Overall, the experiments show that ensemble learning methods and DL architectures with memory components, such as LSTM-GRU, are particularly effective for achieving high classification accuracy and balanced predictive performance.

For practical adoption in organizational auditing, the proposed intelligent risk assessment framework is designed to function as a decision-support tool rather than a fully automated replacement for auditors. In a typical workflow, the model would be integrated into the early planning and risk assessment phase of an audit. Organizational data are processed through the trained classification model to generate risk scores and binary risk labels for audited entities.

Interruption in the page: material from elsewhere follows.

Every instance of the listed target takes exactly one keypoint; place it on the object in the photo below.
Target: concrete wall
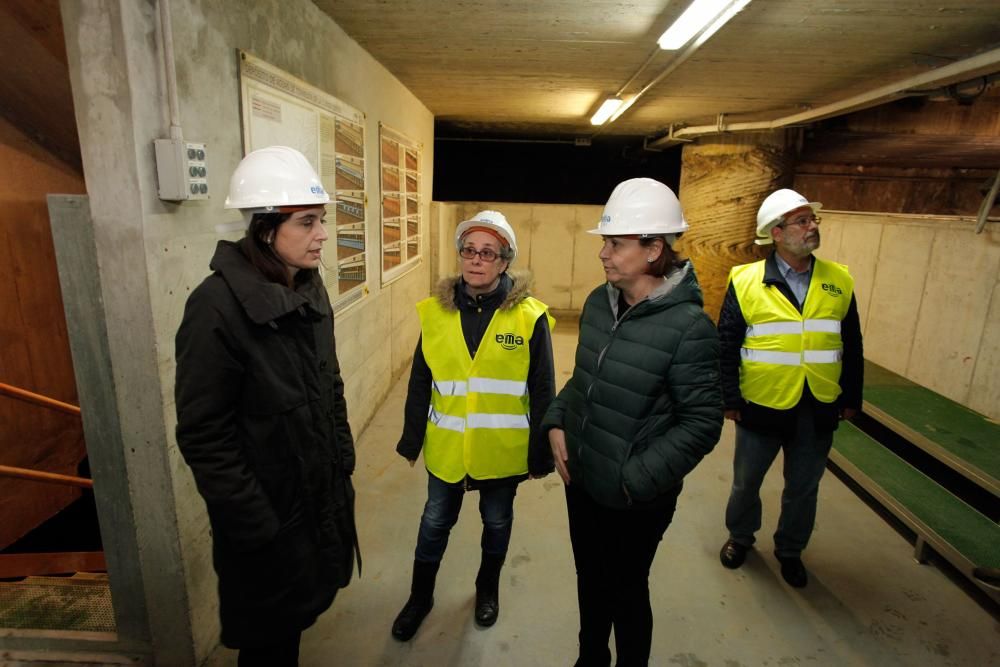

These outputs enable auditors to prioritize entities, processes, or documents that require deeper examination, thereby optimizing the allocation of audit resources. User interaction with the system is assumed at multiple stages. Auditors are provided with model predictions and SHAP-based explanations that highlight the most influential risk indicators contributing to each high-risk classification. Consistently high SHAP contributions for governance-related or operational risk features may prompt targeted control testing or interviews. This interpretation aligns with risk-based auditing principles, where explainability supports transparency and traceability of audit judgments. Crucially, the framework incorporates override and validation mechanisms to preserve professional judgment. Auditors may override model predictions based on domain knowledge, contextual information, or evidence not captured in the data. Such overrides can be logged for documentation and post-audit review, ensuring accountability and compliance with audit standards. This approach ensures that automated assessments augment rather than constrain auditor expertise. The proposed decision protocol follows a structured sequence: automated risk scoring and classification, explainability-driven review using SHAP outputs, auditor validation or override based on professional assessment, and final audit decisions supported by documented evidence. By combining predictive analytics with transparent explanations and human oversight, the framework aligns with established audit and compliance practices and supports responsible deployment of AI in organizational auditing.

V.CONCLUSION

This research highlighted the effectiveness of integrating ML and DL models into organizational auditing to identify and evaluate systematic risk. The experimental analysis was conducted on a dataset of 773 organizational units using a multi-stage pipeline that included scaling, feature selection, Correlation analysis, SHAP analysis, and classification with ML and DL models. The sensitivity analysis was performed by reducing the original 26 features to the top-10 and top-14 ranked variables and then to a compact subset of 7 features after removing highly correlated ones. The classification results with Chi-square feature selection closely matched cross-validated training performance, achieving 0.956–0.964 in accuracy for XGBoost and RF models. In the NN scenario, DNN achieved the best results, with an accuracy of 0.949 and an F1 of 0.950, but LSTM, CNN-LSTM, and LSTM-GRU showed moderate performance, with accuracy scores of 0.850–0.880 and F1-scores of 0.844–0.873. The Mutual Information feature selection increased predictive separability, with DT and RF achieving accuracy scores of 0.987-0.990, respectively, and XGBoost achieving 0.990. In DL experiments, performance shifted toward higher sensitivity to risky entities: LSTM improved to 0.910, CNN-LSTM achieved a recall of 0.958, and LSTM-GRU reached an accuracy of 0.889. Overall, the Chi-square showed balanced and stable DL performance, whereas Mutual Information enhanced recall and class separability for recurrent and hybrid models. Generally, the significance of this research lies in its direct applicability to real-world organizational auditing and risk management. Overall, the proposed framework demonstrated how ML and DL models could be systematically integrated into audit workflows to support early risk identification, audit prioritization, and efficient allocation of audit resources. In future work, it is planned to expand the audit dataset and integrate additional ML and DL models.